When the Cedric was opposite the Statue of Liberty ‘Abdu’l-Bahá extended his arms in a salute and referred to his own long exile in Syria. Then, he talked of world-wide peace, which he termed the greatest of all causes. The diversity of faiths and the lack of universal auxiliary languages he mentioned as the obstacles that are to be surmounted in the attainment of the peace program.
Here a reporter interrupted to ask what “Bahá’í” means.
“It means,” answered ‘Abdu’l-Bahá,” to love all the world, to love humanity, to serve it, to work for universal peace and universal brotherhood.”
The skyline of New York greatly interested ‘Abdu’l-Bahá. He called the big skyscrapers “the minarets of Western world’s commerce and industry.”
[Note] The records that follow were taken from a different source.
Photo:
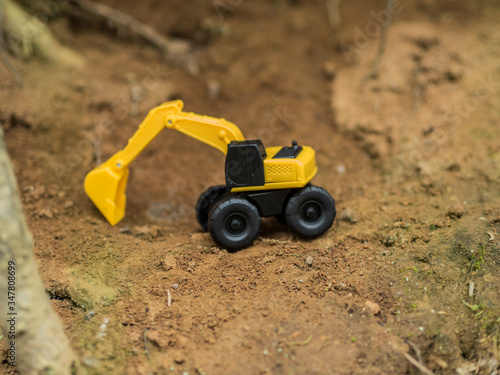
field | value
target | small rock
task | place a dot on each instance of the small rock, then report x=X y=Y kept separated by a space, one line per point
x=91 y=362
x=125 y=229
x=329 y=70
x=309 y=260
x=47 y=212
x=495 y=220
x=89 y=315
x=455 y=212
x=373 y=307
x=169 y=262
x=348 y=215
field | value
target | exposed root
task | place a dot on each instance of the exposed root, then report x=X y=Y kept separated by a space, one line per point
x=175 y=51
x=3 y=53
x=36 y=38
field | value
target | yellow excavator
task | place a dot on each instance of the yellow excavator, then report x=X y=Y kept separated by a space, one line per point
x=260 y=182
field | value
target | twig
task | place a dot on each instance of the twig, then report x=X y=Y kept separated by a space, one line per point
x=383 y=39
x=146 y=345
x=3 y=53
x=417 y=364
x=416 y=350
x=176 y=51
x=301 y=343
x=332 y=7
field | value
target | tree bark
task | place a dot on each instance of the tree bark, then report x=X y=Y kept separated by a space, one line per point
x=28 y=322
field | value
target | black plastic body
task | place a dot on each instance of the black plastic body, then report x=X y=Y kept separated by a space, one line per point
x=289 y=152
x=268 y=202
x=245 y=164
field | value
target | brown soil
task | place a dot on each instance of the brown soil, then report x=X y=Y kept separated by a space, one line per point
x=411 y=156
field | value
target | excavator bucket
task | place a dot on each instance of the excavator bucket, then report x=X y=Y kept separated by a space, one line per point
x=105 y=186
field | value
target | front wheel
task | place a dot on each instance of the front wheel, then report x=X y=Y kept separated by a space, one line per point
x=205 y=203
x=234 y=223
x=310 y=212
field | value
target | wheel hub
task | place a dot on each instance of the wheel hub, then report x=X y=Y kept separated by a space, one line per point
x=310 y=212
x=235 y=224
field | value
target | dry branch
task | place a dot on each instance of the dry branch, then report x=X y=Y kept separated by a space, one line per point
x=3 y=53
x=175 y=51
x=36 y=38
x=40 y=343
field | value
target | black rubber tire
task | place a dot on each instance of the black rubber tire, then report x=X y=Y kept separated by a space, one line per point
x=280 y=219
x=205 y=203
x=310 y=212
x=234 y=223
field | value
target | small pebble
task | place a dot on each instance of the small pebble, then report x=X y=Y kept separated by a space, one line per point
x=309 y=260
On the pier a thousand people, most of them followers of ‘Abdu’l-Bahá, were there to greet him and the welcome pleased him immensely.
Fellow-passengers of ‘Abdu’l-Bahá were Senator Pasquale Fiore of the Italian Senate in Rome, Mr. and Mrs. B.C. Barber, the Rev. Dr. and Mrs. Francis E. Clark, Tomaso D’Armato, Chancellor of of Italian Embassy in Washington; Dr. J.M. Knott, Dr. and Mrs. Stanley Millar, who have been on a tour of the Nile country; Mr. and Mrs. John Paret, and Mr. and Mrs. C.B. Tyler.